Gross margin fell 8.8 pct to 16.1% year on year, and asset quality was clearly optimized: (1) The gross profit margin of the cement and clinker business in 2022 was 14.4%, year-on-year - 11.0 pct, gross profit per ton was 47 yuan, year-on-year - 55 yuan. It is estimated that in 2022, the cost per ton of cement and clinker was 281 yuan, +24 yuan over the same period last year. Looking at a breakdown, the cost of tonnes of energy increased 25.2 yuan. (2) The gross margin of the commercial mixing and aggregate business in 2022 was 14.0%/47.4%, respectively, and -0.7pct/+1.1 pct respectively over the previous year.

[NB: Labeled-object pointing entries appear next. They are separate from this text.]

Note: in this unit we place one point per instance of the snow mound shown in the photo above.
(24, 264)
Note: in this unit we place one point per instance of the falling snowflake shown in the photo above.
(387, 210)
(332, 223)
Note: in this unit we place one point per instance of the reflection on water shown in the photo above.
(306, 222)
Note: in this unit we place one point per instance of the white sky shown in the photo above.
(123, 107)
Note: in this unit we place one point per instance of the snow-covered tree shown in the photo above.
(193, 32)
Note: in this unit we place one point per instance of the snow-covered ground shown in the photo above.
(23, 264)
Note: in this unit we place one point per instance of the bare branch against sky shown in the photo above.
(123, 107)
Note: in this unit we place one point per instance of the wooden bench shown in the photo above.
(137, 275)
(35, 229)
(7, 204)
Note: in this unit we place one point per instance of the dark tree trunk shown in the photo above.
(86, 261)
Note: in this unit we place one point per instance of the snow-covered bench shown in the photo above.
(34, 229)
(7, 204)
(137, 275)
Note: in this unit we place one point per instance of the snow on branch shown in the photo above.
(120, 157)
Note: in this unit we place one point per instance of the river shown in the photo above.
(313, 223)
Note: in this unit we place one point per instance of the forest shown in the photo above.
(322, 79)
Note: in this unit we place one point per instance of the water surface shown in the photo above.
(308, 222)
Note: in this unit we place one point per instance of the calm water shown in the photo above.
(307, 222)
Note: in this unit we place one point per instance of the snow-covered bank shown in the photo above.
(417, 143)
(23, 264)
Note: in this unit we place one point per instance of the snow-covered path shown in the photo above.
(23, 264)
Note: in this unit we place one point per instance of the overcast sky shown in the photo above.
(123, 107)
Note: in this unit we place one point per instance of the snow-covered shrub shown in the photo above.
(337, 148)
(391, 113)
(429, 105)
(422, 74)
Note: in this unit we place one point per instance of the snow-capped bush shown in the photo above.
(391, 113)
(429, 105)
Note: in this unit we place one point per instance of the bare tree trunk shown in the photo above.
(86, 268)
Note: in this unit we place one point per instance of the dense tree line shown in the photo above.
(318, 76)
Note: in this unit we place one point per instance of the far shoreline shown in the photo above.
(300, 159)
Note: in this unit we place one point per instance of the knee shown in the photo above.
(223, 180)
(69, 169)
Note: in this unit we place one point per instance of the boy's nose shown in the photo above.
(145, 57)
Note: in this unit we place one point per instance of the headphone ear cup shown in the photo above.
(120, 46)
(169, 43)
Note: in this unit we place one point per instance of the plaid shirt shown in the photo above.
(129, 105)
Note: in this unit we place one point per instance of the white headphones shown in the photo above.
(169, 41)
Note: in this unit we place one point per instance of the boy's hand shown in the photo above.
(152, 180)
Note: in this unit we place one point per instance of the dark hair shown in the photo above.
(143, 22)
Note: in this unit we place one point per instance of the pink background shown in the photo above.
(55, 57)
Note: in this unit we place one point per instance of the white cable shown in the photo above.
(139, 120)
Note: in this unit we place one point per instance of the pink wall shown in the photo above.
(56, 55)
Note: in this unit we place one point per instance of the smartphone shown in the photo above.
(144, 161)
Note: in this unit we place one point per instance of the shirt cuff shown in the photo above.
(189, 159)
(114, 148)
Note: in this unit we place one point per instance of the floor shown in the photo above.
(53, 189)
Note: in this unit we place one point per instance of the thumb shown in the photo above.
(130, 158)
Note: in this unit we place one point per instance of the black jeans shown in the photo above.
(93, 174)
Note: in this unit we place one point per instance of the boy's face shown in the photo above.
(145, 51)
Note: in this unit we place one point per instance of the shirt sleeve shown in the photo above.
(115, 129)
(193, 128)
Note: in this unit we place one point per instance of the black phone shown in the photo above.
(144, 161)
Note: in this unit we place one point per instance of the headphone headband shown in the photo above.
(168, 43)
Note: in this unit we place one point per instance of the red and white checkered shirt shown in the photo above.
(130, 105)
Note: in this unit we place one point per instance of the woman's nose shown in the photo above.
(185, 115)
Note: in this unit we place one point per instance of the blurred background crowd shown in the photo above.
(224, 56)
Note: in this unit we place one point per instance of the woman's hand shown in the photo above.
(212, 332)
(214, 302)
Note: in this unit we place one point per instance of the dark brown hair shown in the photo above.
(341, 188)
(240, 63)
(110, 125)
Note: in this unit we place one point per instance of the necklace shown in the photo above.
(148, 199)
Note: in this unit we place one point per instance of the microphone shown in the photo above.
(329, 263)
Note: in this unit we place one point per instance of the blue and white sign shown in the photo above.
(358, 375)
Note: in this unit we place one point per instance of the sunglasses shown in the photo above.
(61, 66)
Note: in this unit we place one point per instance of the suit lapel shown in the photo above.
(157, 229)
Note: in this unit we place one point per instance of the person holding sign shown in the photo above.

The gross profit per unit was basically stable. (3) The cost rate for 2022 was 11.6%, corresponding to a single ton of cement period expenses of 57 yuan, which was +1.1 pct/+1 yuan respectively over the previous year. Considering the obvious decline in company revenue and cement sales, the actual cost control results in 2022 were remarkable; the net interest rate was 3.8%, the year-on-year rate of -5 pct, corresponding to a net profit of 18.7 yuan per ton of cement, which corresponds to a net profit of 18.7 yuan per ton of cement, -28.3 yuan over the previous year.
The debt ratio continued to decline in the context of declining cash flow from operating activities. Net cash flow from operating activities in 2022 fell 46.3% year on year to 15.25 billion yuan, a decrease less than the decline in net profit, mainly due to increased depreciation and amortization; cash paid for the purchase and construction of fixed assets, intangible assets and other long-term assets in 2022 was 15.53 billion yuan, -22.5% year on year, and capital expenditure on a high basis slowed down; the balance ratio at the end of 2022 was 66.3%, -1.7 pct year on year, -0.8 pct from the end of the third quarter.
Demand for cement picked up in 2023, driven by infrastructure demand, driving the industry's supply-demand balance and reconstruction. The boom is expected to rise from the bottom. The year-on-year decline in cement production narrowed sharply in January-January '23. As of March 17, the national cement shipment rate was 65.3%, compared to the same period in 2022 +5.5pct, and the national cement storage ratio was 58.7%, down 14.1 pct from the beginning of 2023. With strong infrastructure demand and stable housing demand compounded by misplaced peaks and self-discipline cooperation, the balance between supply and demand in the industry was gradually reconstructed, driving the economy to bottom up and up, driving the company's quarterly profit bottom up.
Profit forecasting and investment ratings: The balance between supply and demand in the industry has been reestablished, the bottom of the boom has rebounded. After the company's integration, lean production and technological reform have improved, sustainable competitiveness has been enhanced, and profits are expected to improve steadily. Based on the slow recovery of real estate investment, coal prices remained high. We lowered our net profit from 2023-2025 to 555/ 7885/8.28 billion yuan (the previous forecast value for 2023-2024 was 101/113 billion yuan). The closing price on March 23 corresponds to a price-earnings ratio of 14.6/10.3/9.8 times, maintaining the “increase in holdings” rating.
Risk warning: The recovery in cement demand falls short of expectations; the expansion of the aggregate business falls short of expectations; the risk of real estate credit risk getting out of control; the risk of increased market competition.